I’m pretty tired today. Went to my place to get a few more things that I needed. This was after picking up my niece and dropping her off at home … All this with my mom of course. I decided to go with her at the last minute. Being home all the time I’m sure is adding to me feeling depressed. I’ve also realized that I don’t have a lot of close friends. Tons of acquaintances but friends that are going to come see me or spend time with me. Not too many. The couple of friends that would spend time live at the opposite end of the city. Sucks.

Talked to my cousin (surgeon) and her husband (anesthetist) today and they helped me feel more comfortable about the surgery. I’m still a little nervous but I feel a little more at ease.

Last chemo treatment coming up. I need to do something to celebrate. Or at least take advantage of the couple of weeks prior to surgery where I feel ok. Would be nice to go away for a week in December before surgery … I’m going in April or whenever radiation is over and I can go BUT would be nice to go around the holidays. 3 weeks from now I’m going to go get a massage, mani and pedi though!
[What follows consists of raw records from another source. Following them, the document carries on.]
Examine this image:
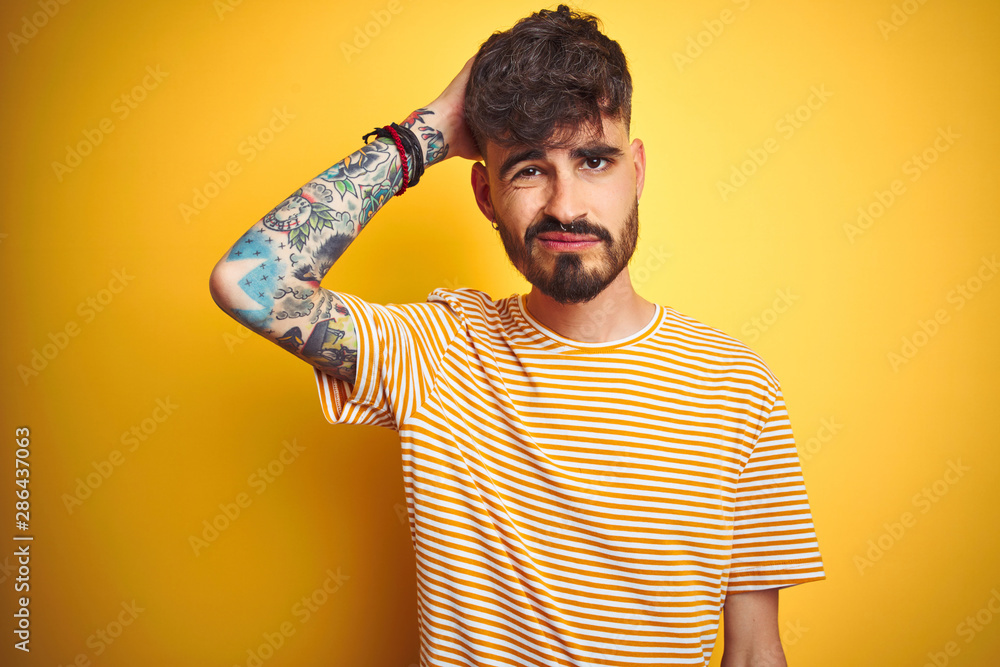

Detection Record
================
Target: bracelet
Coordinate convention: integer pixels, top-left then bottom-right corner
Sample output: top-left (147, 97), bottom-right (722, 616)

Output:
top-left (361, 123), bottom-right (424, 197)
top-left (390, 123), bottom-right (424, 188)
top-left (361, 125), bottom-right (410, 197)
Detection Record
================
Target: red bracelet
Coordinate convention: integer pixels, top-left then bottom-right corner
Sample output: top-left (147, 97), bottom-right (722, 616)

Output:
top-left (385, 125), bottom-right (410, 197)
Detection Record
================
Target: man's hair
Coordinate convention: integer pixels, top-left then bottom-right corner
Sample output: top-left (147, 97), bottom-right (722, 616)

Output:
top-left (465, 5), bottom-right (632, 158)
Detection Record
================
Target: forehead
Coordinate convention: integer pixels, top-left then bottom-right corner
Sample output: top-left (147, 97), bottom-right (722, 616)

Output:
top-left (486, 116), bottom-right (628, 178)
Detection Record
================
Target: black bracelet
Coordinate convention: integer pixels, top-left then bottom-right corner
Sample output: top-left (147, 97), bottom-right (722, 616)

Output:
top-left (361, 123), bottom-right (424, 188)
top-left (391, 123), bottom-right (424, 187)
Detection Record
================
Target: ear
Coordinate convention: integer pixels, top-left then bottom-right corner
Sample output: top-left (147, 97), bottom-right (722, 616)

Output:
top-left (472, 162), bottom-right (493, 222)
top-left (632, 139), bottom-right (646, 199)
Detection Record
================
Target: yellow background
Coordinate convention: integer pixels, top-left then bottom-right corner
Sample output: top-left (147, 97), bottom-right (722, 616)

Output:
top-left (0, 0), bottom-right (1000, 667)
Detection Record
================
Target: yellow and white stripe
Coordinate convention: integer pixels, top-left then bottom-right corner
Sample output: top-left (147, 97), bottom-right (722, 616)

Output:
top-left (315, 289), bottom-right (826, 667)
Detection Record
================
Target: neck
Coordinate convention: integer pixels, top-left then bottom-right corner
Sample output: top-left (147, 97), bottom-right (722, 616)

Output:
top-left (525, 267), bottom-right (656, 343)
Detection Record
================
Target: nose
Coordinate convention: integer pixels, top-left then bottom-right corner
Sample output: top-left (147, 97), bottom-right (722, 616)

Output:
top-left (544, 173), bottom-right (588, 225)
I’ve been thinking about the friendships in the last 15 years that I didn’t nurture. More in the past than recent years. Friends that probably would have still been good friends today. I’ve also been thinking about the guys that I could have had relationships with that were good guys that I just wasn’t receptive to. I almost feel like I’m starting over with friends, men, and my career. It’s almost like being 20 all over again. Being 20 minus the feeling of being care free with your whole life ahead of you. SIGH.